By Gil Milanes
Political science professor Maria Lou Calanche works to leave a legacy for the youth in Ramona Gardens Housing projects owned by the City of Los Angeles, the community where she grew up.
Once she is done teaching at East Los Angeles College as a full-time professor, Calanche continues what most people would consider a second full-time job at Legacy L.A.
The organization has been serving the community for nine years and Calanche serves as the executive director.
Legacy L.A. is a non-profit organization that helps students, middle school through high school, stay away from the streets. The organization helps them become better students and encourages them to be leaders in their own communities.
Legacy L.A. works directly with high schools around the area in order to help students graduate.
“We created a partnership with some of the schools where we take the bottom 50 to mentor them, take them to college trips, show them things outside their community,” Calanche said.
The idea to start Legacy L.A. began when Calanche went back to her community in 2007. Calanche said she found out that Ramona Gardens was still the same poor community with very few resources for the city residents.
Calanche met with a group of parents from an elementary school to figure out what the community needed.
Some of the feedback that Calanche received from parents was that they would be happy if their kids didn’t get shot, start drinking or using drugs or simply if their kids didn’t join a gang.
“People had lost hope. It was really sad for me. We had to do something in this neighborhood,” Calanche said.
Calanche decided to change her position teaching at ELAC from full-time to part-time in order to fully commit and dedicate herself to Legacy L.A.
An abandoned army building became available near Hazard Park and Calanche was able to acquire the building from the City of Los Angeles to use the space for Legacy L.A.
She has raised $3 million since 2008 to renovate the building that is home to Legacy L.A.
Construction will begin this summer and is expected to be complete by next year.
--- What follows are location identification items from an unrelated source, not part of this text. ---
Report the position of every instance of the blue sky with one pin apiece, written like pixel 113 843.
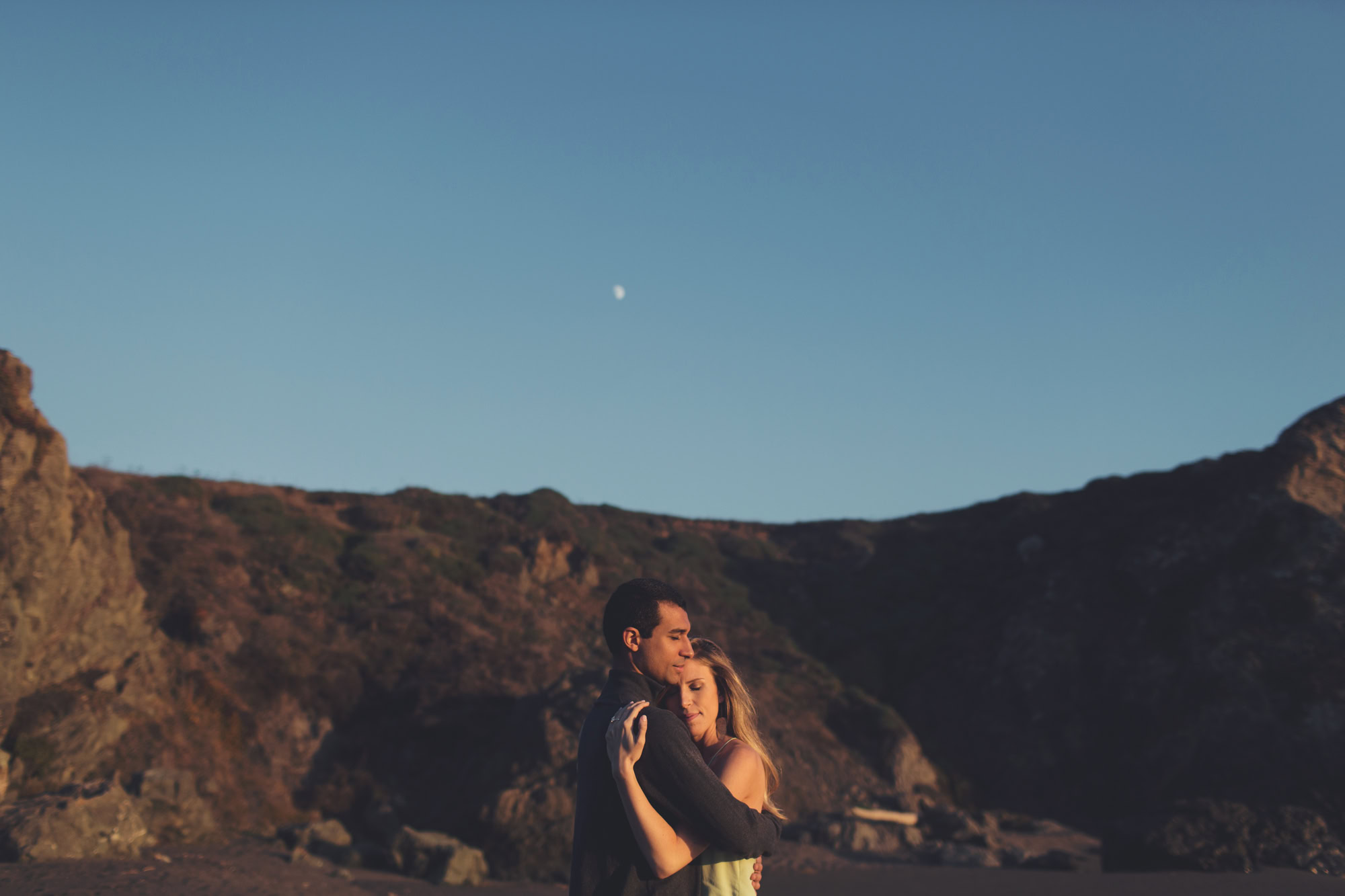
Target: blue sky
pixel 879 259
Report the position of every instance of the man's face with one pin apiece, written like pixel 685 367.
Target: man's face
pixel 661 655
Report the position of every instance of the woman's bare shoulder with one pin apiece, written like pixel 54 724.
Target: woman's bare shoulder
pixel 743 772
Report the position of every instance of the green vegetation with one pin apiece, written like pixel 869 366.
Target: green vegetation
pixel 37 754
pixel 180 487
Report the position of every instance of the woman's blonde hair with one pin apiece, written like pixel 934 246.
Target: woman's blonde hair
pixel 738 712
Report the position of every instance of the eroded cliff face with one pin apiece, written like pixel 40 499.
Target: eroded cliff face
pixel 72 611
pixel 1082 655
pixel 1105 651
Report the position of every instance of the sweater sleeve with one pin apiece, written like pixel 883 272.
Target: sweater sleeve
pixel 685 791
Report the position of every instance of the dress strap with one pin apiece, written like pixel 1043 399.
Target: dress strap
pixel 719 749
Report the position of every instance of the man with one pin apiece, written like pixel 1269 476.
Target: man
pixel 648 630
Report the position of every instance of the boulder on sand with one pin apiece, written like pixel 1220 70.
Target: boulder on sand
pixel 80 821
pixel 438 857
pixel 328 838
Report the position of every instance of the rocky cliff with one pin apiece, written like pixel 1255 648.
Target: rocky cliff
pixel 426 659
pixel 73 630
pixel 1106 651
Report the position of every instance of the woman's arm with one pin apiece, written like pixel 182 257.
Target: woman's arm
pixel 666 849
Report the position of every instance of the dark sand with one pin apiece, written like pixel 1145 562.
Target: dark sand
pixel 262 868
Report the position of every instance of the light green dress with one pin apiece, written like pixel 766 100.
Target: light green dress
pixel 722 873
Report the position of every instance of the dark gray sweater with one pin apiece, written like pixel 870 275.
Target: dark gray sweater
pixel 607 858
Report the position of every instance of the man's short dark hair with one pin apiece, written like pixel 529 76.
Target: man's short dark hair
pixel 636 604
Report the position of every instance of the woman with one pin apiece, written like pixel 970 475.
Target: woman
pixel 719 712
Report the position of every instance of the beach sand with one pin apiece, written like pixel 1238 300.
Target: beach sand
pixel 260 868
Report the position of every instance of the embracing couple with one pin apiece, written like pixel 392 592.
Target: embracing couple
pixel 675 782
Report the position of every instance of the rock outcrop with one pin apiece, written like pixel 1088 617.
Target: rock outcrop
pixel 81 821
pixel 1090 655
pixel 1101 653
pixel 1207 834
pixel 71 603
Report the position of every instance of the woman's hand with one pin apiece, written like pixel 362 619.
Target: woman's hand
pixel 625 744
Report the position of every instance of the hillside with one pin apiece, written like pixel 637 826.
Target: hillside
pixel 1089 655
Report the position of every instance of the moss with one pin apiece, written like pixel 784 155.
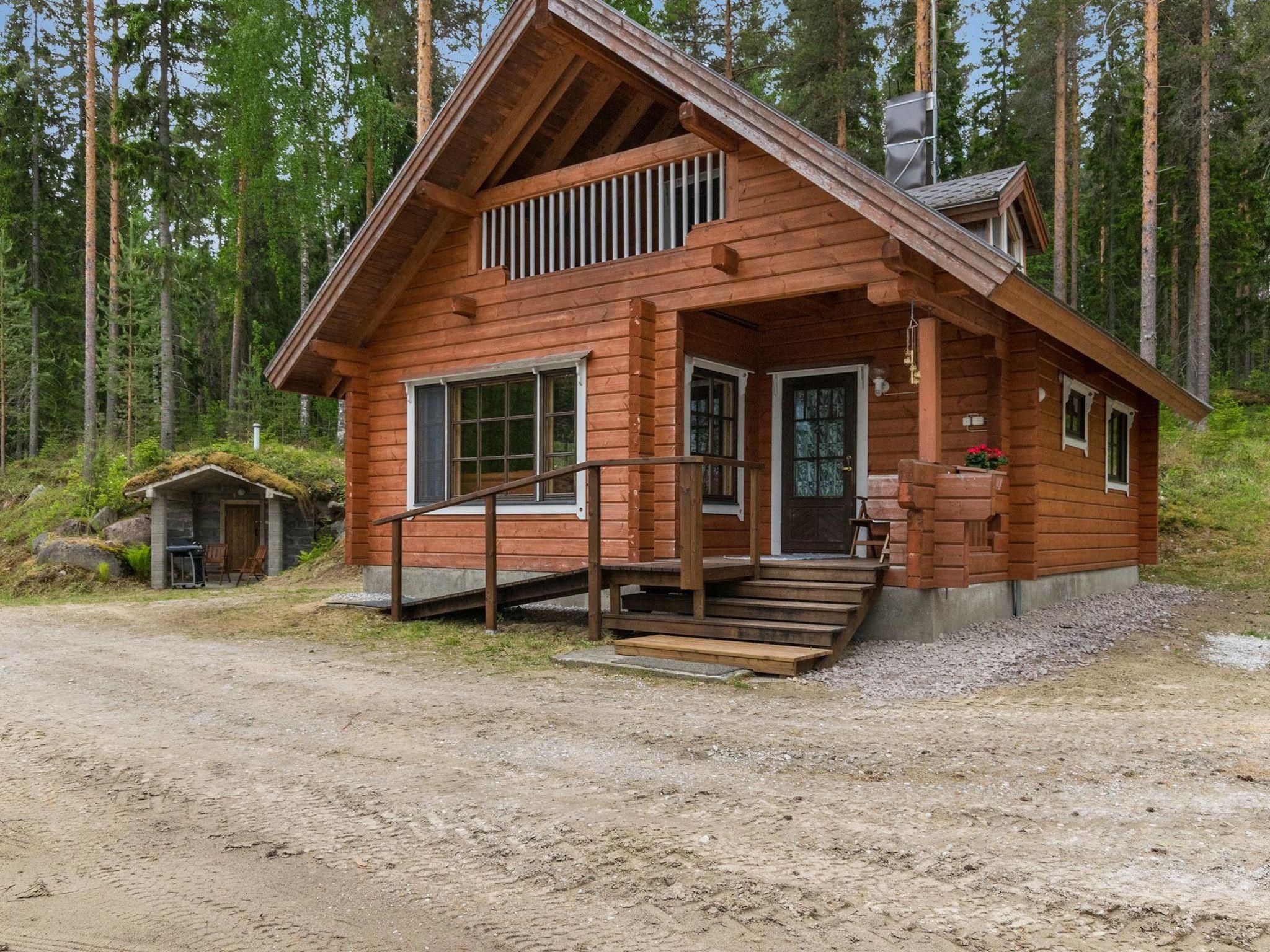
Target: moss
pixel 247 469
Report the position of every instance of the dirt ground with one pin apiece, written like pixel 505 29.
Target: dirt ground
pixel 167 791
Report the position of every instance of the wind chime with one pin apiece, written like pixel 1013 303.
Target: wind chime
pixel 915 375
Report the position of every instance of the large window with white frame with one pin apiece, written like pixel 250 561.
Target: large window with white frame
pixel 716 426
pixel 1119 421
pixel 475 431
pixel 1077 404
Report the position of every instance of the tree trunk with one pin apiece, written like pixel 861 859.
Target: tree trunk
pixel 33 392
pixel 1150 165
pixel 1073 177
pixel 112 351
pixel 167 368
pixel 922 46
pixel 236 328
pixel 1203 276
pixel 727 41
pixel 1061 135
pixel 1175 328
pixel 89 242
pixel 304 306
pixel 841 48
pixel 424 54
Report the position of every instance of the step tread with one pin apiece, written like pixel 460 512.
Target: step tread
pixel 735 649
pixel 716 620
pixel 750 601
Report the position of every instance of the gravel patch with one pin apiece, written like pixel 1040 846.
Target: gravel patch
pixel 1244 651
pixel 1008 651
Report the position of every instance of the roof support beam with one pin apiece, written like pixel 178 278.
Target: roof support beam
pixel 695 121
pixel 446 198
pixel 535 123
pixel 623 126
pixel 582 117
pixel 338 352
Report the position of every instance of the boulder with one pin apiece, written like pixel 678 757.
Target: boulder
pixel 103 517
pixel 73 527
pixel 134 531
pixel 82 553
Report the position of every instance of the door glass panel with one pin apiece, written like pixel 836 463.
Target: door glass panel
pixel 819 442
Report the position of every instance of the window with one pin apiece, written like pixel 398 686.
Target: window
pixel 478 432
pixel 1077 403
pixel 713 428
pixel 716 420
pixel 1119 420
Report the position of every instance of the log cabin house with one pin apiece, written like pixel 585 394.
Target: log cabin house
pixel 620 328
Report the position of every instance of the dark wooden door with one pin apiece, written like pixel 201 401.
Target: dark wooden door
pixel 818 480
pixel 242 534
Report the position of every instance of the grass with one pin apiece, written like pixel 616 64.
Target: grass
pixel 1214 507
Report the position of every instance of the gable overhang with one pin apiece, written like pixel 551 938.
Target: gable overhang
pixel 603 36
pixel 1032 302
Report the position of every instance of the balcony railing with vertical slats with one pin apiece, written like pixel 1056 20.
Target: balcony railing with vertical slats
pixel 639 213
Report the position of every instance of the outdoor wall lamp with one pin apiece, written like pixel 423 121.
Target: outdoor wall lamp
pixel 878 375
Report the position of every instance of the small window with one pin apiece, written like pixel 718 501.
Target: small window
pixel 1119 420
pixel 1077 403
pixel 714 419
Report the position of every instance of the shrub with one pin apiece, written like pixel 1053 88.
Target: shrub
pixel 139 560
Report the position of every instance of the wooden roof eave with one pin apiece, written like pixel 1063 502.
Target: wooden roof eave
pixel 401 192
pixel 853 183
pixel 1033 304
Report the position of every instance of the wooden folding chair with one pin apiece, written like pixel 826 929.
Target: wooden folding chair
pixel 214 562
pixel 253 566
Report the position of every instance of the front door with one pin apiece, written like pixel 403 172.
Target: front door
pixel 242 534
pixel 818 482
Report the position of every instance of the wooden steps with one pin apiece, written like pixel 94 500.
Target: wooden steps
pixel 790 589
pixel 836 614
pixel 737 628
pixel 786 660
pixel 798 615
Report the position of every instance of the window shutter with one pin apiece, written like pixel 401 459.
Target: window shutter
pixel 430 443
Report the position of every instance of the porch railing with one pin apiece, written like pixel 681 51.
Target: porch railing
pixel 690 527
pixel 618 216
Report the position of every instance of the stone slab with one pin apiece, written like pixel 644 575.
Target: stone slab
pixel 605 656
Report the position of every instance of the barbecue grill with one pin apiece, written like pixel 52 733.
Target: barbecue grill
pixel 186 564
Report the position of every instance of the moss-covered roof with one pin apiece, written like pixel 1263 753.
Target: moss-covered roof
pixel 246 469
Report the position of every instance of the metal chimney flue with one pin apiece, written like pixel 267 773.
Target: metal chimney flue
pixel 908 128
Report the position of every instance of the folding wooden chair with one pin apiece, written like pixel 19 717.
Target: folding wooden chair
pixel 253 566
pixel 214 562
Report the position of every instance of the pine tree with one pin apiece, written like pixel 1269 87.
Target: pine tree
pixel 828 82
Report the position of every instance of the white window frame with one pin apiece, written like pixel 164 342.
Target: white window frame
pixel 536 366
pixel 1112 485
pixel 861 460
pixel 1071 384
pixel 742 375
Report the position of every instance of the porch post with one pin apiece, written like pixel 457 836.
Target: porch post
pixel 276 542
pixel 930 418
pixel 158 542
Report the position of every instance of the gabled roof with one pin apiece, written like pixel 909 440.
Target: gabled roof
pixel 969 190
pixel 483 121
pixel 990 193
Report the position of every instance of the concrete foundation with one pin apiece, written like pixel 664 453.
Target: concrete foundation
pixel 923 615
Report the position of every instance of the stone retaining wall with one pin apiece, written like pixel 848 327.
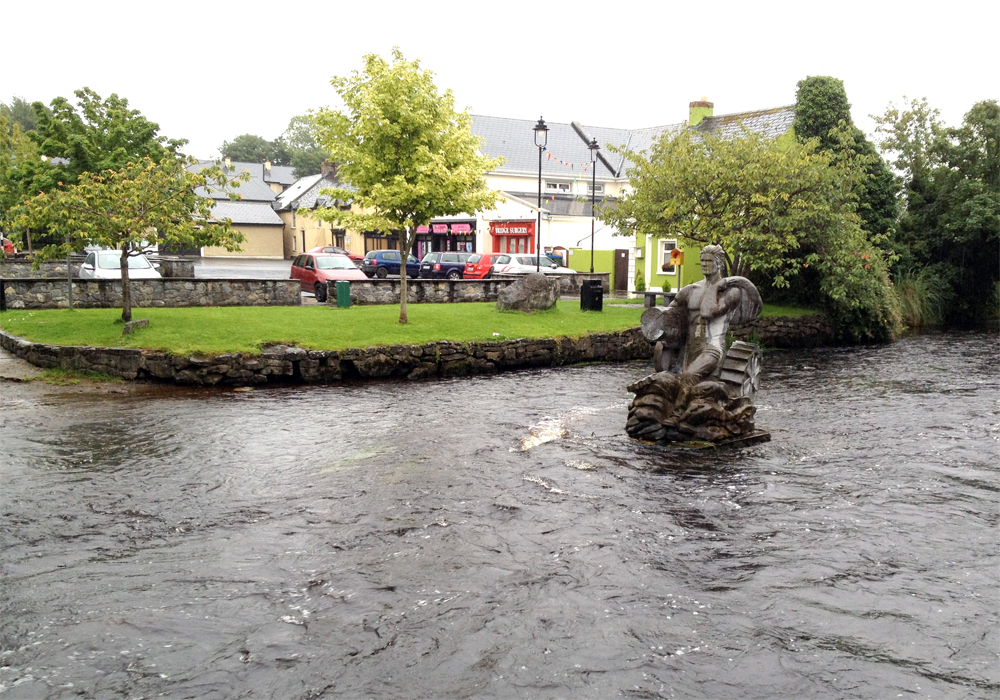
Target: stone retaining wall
pixel 432 291
pixel 51 293
pixel 787 332
pixel 279 363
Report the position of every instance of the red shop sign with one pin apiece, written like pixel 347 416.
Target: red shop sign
pixel 512 228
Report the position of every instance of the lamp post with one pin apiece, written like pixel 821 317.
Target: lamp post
pixel 541 139
pixel 594 148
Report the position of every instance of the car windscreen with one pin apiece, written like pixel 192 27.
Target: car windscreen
pixel 113 261
pixel 334 262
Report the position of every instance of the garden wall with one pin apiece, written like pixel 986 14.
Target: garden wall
pixel 51 293
pixel 786 332
pixel 430 291
pixel 281 363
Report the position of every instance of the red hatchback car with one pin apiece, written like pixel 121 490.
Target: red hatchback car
pixel 316 271
pixel 480 267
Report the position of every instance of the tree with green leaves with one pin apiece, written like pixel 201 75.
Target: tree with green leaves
pixel 784 212
pixel 307 156
pixel 18 111
pixel 403 152
pixel 97 135
pixel 131 208
pixel 823 112
pixel 249 148
pixel 949 231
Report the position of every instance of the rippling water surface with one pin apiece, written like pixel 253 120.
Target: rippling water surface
pixel 500 537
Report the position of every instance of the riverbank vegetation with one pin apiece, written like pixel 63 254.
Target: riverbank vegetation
pixel 246 329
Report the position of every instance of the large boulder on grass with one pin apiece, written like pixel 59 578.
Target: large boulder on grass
pixel 535 291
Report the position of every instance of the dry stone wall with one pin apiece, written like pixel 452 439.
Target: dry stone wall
pixel 786 332
pixel 51 293
pixel 432 291
pixel 283 364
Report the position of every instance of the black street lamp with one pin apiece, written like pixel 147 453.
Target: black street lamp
pixel 594 148
pixel 541 139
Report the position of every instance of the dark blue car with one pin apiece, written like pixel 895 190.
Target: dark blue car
pixel 382 263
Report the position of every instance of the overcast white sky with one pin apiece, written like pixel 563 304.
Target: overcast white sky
pixel 208 71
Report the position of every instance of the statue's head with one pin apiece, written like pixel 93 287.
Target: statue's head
pixel 713 258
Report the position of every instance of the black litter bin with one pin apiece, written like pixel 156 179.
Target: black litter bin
pixel 591 296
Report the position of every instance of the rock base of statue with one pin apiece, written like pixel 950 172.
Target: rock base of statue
pixel 675 408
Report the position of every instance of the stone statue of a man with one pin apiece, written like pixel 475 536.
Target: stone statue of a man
pixel 689 395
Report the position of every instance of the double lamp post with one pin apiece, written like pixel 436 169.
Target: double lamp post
pixel 541 140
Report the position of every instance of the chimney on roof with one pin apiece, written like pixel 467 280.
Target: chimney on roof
pixel 699 109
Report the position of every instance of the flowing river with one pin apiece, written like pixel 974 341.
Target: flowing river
pixel 501 537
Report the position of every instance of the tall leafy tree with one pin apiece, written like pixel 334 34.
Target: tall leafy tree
pixel 404 153
pixel 823 112
pixel 783 212
pixel 131 208
pixel 97 135
pixel 18 111
pixel 249 148
pixel 950 228
pixel 307 156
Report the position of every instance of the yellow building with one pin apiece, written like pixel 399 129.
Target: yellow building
pixel 303 231
pixel 253 213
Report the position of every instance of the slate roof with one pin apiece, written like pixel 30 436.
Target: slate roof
pixel 770 122
pixel 514 140
pixel 305 193
pixel 253 190
pixel 247 213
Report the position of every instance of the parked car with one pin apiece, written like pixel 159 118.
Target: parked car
pixel 315 271
pixel 480 267
pixel 356 259
pixel 439 265
pixel 107 265
pixel 382 263
pixel 523 264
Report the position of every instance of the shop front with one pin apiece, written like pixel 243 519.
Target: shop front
pixel 458 236
pixel 513 236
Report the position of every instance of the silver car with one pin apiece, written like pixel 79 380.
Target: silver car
pixel 523 264
pixel 107 265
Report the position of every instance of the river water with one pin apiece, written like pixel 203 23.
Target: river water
pixel 500 537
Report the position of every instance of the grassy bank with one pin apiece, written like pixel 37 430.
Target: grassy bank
pixel 245 329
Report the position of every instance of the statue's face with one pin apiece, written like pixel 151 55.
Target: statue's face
pixel 707 263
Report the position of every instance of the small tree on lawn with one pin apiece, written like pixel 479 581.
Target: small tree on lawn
pixel 403 152
pixel 131 209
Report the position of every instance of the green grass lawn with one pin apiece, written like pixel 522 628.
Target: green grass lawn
pixel 245 329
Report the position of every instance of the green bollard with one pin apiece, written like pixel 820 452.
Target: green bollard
pixel 343 294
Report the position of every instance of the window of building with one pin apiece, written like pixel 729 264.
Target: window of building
pixel 666 245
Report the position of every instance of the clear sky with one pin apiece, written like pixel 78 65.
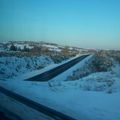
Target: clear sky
pixel 83 23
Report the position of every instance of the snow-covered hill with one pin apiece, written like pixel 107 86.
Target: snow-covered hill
pixel 11 67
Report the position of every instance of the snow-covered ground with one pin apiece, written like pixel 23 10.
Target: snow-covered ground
pixel 11 67
pixel 95 97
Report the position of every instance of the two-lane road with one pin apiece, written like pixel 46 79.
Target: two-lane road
pixel 56 71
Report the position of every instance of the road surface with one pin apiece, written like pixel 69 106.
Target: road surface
pixel 46 76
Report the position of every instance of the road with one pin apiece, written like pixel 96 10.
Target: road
pixel 46 76
pixel 56 115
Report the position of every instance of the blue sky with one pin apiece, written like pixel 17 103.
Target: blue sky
pixel 83 23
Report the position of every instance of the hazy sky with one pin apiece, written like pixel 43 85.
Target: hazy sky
pixel 83 23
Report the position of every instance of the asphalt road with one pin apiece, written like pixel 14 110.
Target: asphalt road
pixel 56 115
pixel 46 76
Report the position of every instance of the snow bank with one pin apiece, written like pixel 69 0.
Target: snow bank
pixel 13 66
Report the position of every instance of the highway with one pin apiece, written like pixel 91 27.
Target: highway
pixel 56 115
pixel 46 76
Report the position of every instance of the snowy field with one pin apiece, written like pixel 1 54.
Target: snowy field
pixel 94 97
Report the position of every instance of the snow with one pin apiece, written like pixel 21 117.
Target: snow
pixel 80 99
pixel 84 105
pixel 16 66
pixel 52 47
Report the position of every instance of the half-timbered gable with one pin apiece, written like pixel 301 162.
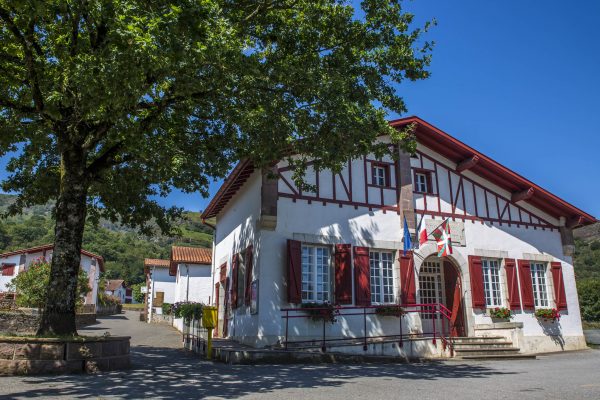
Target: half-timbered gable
pixel 279 249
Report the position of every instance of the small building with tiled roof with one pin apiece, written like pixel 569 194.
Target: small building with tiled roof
pixel 191 267
pixel 14 262
pixel 160 286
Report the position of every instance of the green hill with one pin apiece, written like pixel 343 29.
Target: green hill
pixel 123 249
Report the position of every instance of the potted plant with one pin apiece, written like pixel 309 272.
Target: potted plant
pixel 500 313
pixel 547 314
pixel 389 311
pixel 320 311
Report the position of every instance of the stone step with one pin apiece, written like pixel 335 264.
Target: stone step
pixel 497 357
pixel 483 345
pixel 485 351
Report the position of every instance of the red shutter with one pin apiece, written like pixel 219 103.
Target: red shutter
pixel 510 267
pixel 8 269
pixel 477 291
pixel 526 285
pixel 294 271
pixel 408 291
pixel 559 285
pixel 235 267
pixel 429 183
pixel 249 262
pixel 343 274
pixel 362 276
pixel 388 179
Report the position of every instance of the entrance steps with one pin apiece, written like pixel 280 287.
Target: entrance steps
pixel 487 348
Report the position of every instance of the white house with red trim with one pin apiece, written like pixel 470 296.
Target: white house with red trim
pixel 14 262
pixel 278 248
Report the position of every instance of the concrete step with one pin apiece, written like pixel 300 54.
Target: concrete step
pixel 485 351
pixel 497 357
pixel 483 345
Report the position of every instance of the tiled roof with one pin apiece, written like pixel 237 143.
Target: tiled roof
pixel 189 255
pixel 47 247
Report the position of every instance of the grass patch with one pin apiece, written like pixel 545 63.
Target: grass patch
pixel 591 324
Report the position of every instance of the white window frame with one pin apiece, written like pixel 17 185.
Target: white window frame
pixel 313 291
pixel 382 287
pixel 539 283
pixel 379 175
pixel 493 287
pixel 421 182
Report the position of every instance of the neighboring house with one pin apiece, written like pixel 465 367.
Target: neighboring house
pixel 160 286
pixel 191 267
pixel 116 288
pixel 14 262
pixel 277 247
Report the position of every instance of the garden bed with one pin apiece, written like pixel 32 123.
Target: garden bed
pixel 35 356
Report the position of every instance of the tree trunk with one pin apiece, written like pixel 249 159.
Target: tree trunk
pixel 58 317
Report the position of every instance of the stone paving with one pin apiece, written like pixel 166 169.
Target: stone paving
pixel 162 370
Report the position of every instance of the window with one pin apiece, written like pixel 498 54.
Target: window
pixel 422 182
pixel 430 287
pixel 491 283
pixel 380 174
pixel 8 269
pixel 315 273
pixel 538 280
pixel 382 277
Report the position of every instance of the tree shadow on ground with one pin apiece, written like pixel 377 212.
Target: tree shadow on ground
pixel 174 373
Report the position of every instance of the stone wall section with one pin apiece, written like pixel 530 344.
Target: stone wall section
pixel 35 356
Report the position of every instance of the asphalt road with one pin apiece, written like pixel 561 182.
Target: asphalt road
pixel 162 370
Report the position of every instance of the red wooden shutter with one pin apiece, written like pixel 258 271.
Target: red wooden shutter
pixel 362 276
pixel 408 291
pixel 429 182
pixel 510 267
pixel 343 274
pixel 235 267
pixel 294 271
pixel 8 269
pixel 526 285
pixel 559 285
pixel 477 290
pixel 249 262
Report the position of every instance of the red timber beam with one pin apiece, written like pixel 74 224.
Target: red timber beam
pixel 575 222
pixel 523 195
pixel 467 163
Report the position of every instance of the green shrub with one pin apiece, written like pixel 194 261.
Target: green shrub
pixel 31 285
pixel 589 299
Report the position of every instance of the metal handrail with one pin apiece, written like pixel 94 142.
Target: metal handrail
pixel 445 334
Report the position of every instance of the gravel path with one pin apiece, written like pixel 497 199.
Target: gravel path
pixel 162 370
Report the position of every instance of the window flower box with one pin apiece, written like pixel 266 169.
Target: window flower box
pixel 389 311
pixel 320 311
pixel 547 314
pixel 500 313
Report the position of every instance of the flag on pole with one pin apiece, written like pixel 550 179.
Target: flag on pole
pixel 442 237
pixel 422 233
pixel 407 239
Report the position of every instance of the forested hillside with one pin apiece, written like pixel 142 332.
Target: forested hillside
pixel 123 249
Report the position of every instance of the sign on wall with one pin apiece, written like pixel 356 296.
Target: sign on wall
pixel 457 230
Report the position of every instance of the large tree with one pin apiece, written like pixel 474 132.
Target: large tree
pixel 109 103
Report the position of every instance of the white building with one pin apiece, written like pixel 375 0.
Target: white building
pixel 191 267
pixel 116 288
pixel 160 286
pixel 277 247
pixel 14 262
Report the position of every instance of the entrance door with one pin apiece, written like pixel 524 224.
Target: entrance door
pixel 454 298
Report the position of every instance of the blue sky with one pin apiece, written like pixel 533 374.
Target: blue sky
pixel 518 81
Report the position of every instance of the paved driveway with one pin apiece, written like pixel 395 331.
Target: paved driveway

Calanche’s main focuses for Legacy L.A. are to offer tutoring for students, “create after-school programs and figure out a way to create a relationship between the cops and residents, since there was a lot of tension back then,’’ Calanche said.
Calanche believes that exposing the teens to a world outside their community can encourage them to realize that there is hope out there.
Jaqueline Velazquez is a high school freshman student who attends Legacy L.A. Velazquez has been attending the youth organization for four months now and visits the center at least three times a week.